Well - we look at diet here, you have people eating grains, vegetables some meat, once in a while, living in a single place without much in the way of santiation. If there are animals, they're right there next to you - so... Disease, a lot of it, malnourishment - you grow enough food pretty easily to feed yourself for a year, but not to feed yourself that well, and you're wallowing in excrement - you're sickly, weak and small. Human remains here start to look positively miniscule. If you look at the remains of Hunter/Gatherers - they're skeletally more like us, now, they ate a variety of foods and didn't succumb to too many diseases. And what do these hunter/gatherers do? When they encounter people who are all 4-foot-nothing - swimming in grain (and very, probably/possibly most significantly - BEER) - they just go in and take over. Here you've got the gangstery origins of all nobility/hierarchies. They come in, either to offer protection against other bands of larger stronger raiders, or they just come in and straight up dominate - because they can. These guys become a warrior caste within the society - they dominate and protect and rule. This happens in successive waves and soon you've got different bands of people (clans/families/houses - that kind of thing) ruling over the agricultural peasant caste & the artisnal caste, and the other emerging castes. From this, you start to have the rudiments of law forming.
Now- all writing originally has its origin in law - in that the first real writing that's preserved form this place and time is essentially bookkeeping and branding. Bookkeeping and branding gets to be a system of writing because it's useful to keep books and useful to mark possessions. But also, it makes theft less, banditry and stealing fall apart - but now you have to have rules about how you mediate these conflicts.
Conflicts and how they are mediated is a big aspect of all history and civil development. You start with kinbands who mediate their interactions through excluding people from territory - and probably - murdering competing kinbands. Then you get agriculturalists who start to mediate their interaction by placing fieldstones, sealing their vessels with security seals and recording how much they've made. But the transgression here becomes an ongoing problem - so that laws must be established. The ruling classes now have to intervene and they have to set their own limits. An eye for an eye is established - limits to reciprocity are set, rules of engagement and ownership are evolved - so the law becomes an instrument of the ruling classes to mediate relationships. They likewise establish costs and values for professional services and produce. Commerce and Law are the mediating forces for urban interaction.
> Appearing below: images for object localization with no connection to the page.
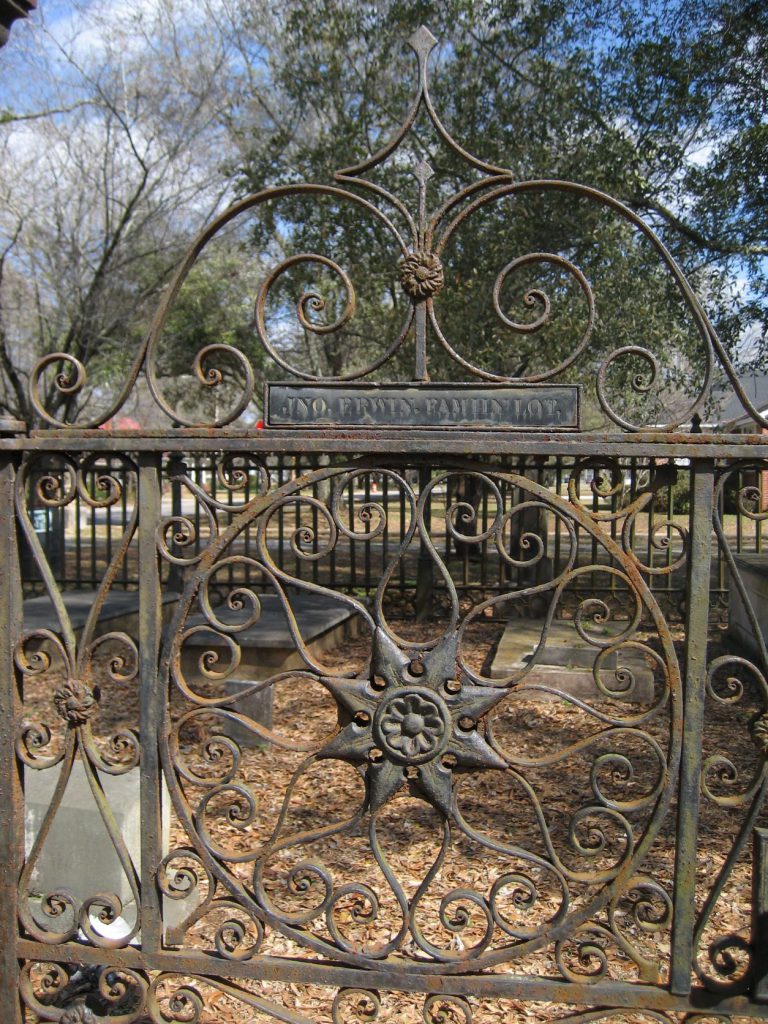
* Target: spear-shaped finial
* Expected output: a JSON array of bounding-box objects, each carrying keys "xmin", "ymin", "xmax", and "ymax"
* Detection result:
[
  {"xmin": 408, "ymin": 25, "xmax": 438, "ymax": 59},
  {"xmin": 409, "ymin": 25, "xmax": 437, "ymax": 87}
]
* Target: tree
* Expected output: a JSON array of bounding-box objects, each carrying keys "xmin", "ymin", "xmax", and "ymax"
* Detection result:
[
  {"xmin": 1, "ymin": 1, "xmax": 764, "ymax": 429},
  {"xmin": 0, "ymin": 0, "xmax": 273, "ymax": 426},
  {"xmin": 230, "ymin": 0, "xmax": 766, "ymax": 427}
]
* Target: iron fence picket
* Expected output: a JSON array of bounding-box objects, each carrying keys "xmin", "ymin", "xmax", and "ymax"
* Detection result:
[{"xmin": 16, "ymin": 451, "xmax": 747, "ymax": 613}]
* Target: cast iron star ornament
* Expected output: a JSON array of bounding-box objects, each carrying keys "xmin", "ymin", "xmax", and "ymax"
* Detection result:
[{"xmin": 317, "ymin": 629, "xmax": 508, "ymax": 815}]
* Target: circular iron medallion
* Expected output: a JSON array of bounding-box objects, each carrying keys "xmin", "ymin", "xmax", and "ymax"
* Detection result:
[{"xmin": 373, "ymin": 686, "xmax": 449, "ymax": 764}]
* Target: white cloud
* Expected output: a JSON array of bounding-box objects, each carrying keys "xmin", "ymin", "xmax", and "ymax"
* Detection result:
[
  {"xmin": 687, "ymin": 141, "xmax": 714, "ymax": 167},
  {"xmin": 43, "ymin": 0, "xmax": 231, "ymax": 68}
]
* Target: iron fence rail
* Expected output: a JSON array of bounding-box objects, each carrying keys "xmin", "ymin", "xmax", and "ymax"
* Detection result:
[{"xmin": 19, "ymin": 451, "xmax": 760, "ymax": 620}]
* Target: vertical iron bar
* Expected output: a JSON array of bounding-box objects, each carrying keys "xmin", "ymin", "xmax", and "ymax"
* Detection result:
[
  {"xmin": 572, "ymin": 460, "xmax": 582, "ymax": 602},
  {"xmin": 105, "ymin": 456, "xmax": 114, "ymax": 579},
  {"xmin": 138, "ymin": 453, "xmax": 163, "ymax": 951},
  {"xmin": 347, "ymin": 469, "xmax": 356, "ymax": 591},
  {"xmin": 277, "ymin": 455, "xmax": 285, "ymax": 576},
  {"xmin": 444, "ymin": 477, "xmax": 451, "ymax": 564},
  {"xmin": 403, "ymin": 477, "xmax": 409, "ymax": 598},
  {"xmin": 535, "ymin": 457, "xmax": 545, "ymax": 589},
  {"xmin": 244, "ymin": 456, "xmax": 252, "ymax": 587},
  {"xmin": 328, "ymin": 459, "xmax": 337, "ymax": 593},
  {"xmin": 75, "ymin": 474, "xmax": 82, "ymax": 588},
  {"xmin": 311, "ymin": 455, "xmax": 319, "ymax": 587},
  {"xmin": 382, "ymin": 469, "xmax": 389, "ymax": 587},
  {"xmin": 591, "ymin": 465, "xmax": 598, "ymax": 590},
  {"xmin": 629, "ymin": 458, "xmax": 637, "ymax": 553},
  {"xmin": 0, "ymin": 454, "xmax": 22, "ymax": 1021},
  {"xmin": 295, "ymin": 464, "xmax": 303, "ymax": 582},
  {"xmin": 759, "ymin": 465, "xmax": 764, "ymax": 554},
  {"xmin": 481, "ymin": 479, "xmax": 488, "ymax": 590},
  {"xmin": 415, "ymin": 464, "xmax": 433, "ymax": 620},
  {"xmin": 167, "ymin": 460, "xmax": 183, "ymax": 594},
  {"xmin": 554, "ymin": 458, "xmax": 562, "ymax": 588},
  {"xmin": 647, "ymin": 459, "xmax": 655, "ymax": 589},
  {"xmin": 121, "ymin": 455, "xmax": 129, "ymax": 586},
  {"xmin": 193, "ymin": 457, "xmax": 202, "ymax": 566},
  {"xmin": 670, "ymin": 457, "xmax": 715, "ymax": 995},
  {"xmin": 497, "ymin": 477, "xmax": 505, "ymax": 593},
  {"xmin": 628, "ymin": 458, "xmax": 638, "ymax": 605},
  {"xmin": 666, "ymin": 463, "xmax": 674, "ymax": 592},
  {"xmin": 363, "ymin": 470, "xmax": 371, "ymax": 594},
  {"xmin": 717, "ymin": 470, "xmax": 726, "ymax": 597},
  {"xmin": 413, "ymin": 159, "xmax": 430, "ymax": 383},
  {"xmin": 90, "ymin": 463, "xmax": 97, "ymax": 586},
  {"xmin": 609, "ymin": 463, "xmax": 618, "ymax": 597},
  {"xmin": 414, "ymin": 302, "xmax": 428, "ymax": 382}
]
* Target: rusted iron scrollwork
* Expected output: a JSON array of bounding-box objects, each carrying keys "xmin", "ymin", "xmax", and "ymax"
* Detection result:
[
  {"xmin": 7, "ymin": 20, "xmax": 768, "ymax": 1024},
  {"xmin": 155, "ymin": 460, "xmax": 680, "ymax": 983},
  {"xmin": 689, "ymin": 461, "xmax": 768, "ymax": 997},
  {"xmin": 19, "ymin": 962, "xmax": 148, "ymax": 1022},
  {"xmin": 14, "ymin": 454, "xmax": 141, "ymax": 949},
  {"xmin": 9, "ymin": 443, "xmax": 758, "ymax": 1024},
  {"xmin": 24, "ymin": 26, "xmax": 764, "ymax": 434}
]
So now we're into an area that I think about often which is religion. Religion, here, to me, comes about because of the remnants of deposed ruling castes. You have a King and he rules a stretch of river and he's dominant and maybe even here and there benign. But then he's deposed by a stronger band and they govern - well, his retainers and rememberers all still think back on those glory days- they link him to their agricultural calendrical practices and that's religion. The religious castes emerge as sort of an honorary remnant of the earlier ruling caste. And likewise you have out-caste people, the underclass, slaves and untouchables. Slaves are easy - they come from organized conflict- you conquer the neighboring stretch of river and there you go - you've got a bunch of guys. "Hey, free guys," you say, as you steal all of their stuff and take them to have. Then you've got the people you didn't take, the remenants - the wanderers who infest the trash piles and scavenge off of kingdoms - these guys are repurposed and pressed into service, enslaved without being actually enslaved - they're made to be obedient without being valuable or expensive to maintain. They get to do the things nobody wants to do.
So... That's part 1. Part 2 tomorrow, I guess. I have no idea how many parts there will be to this. It's a big question.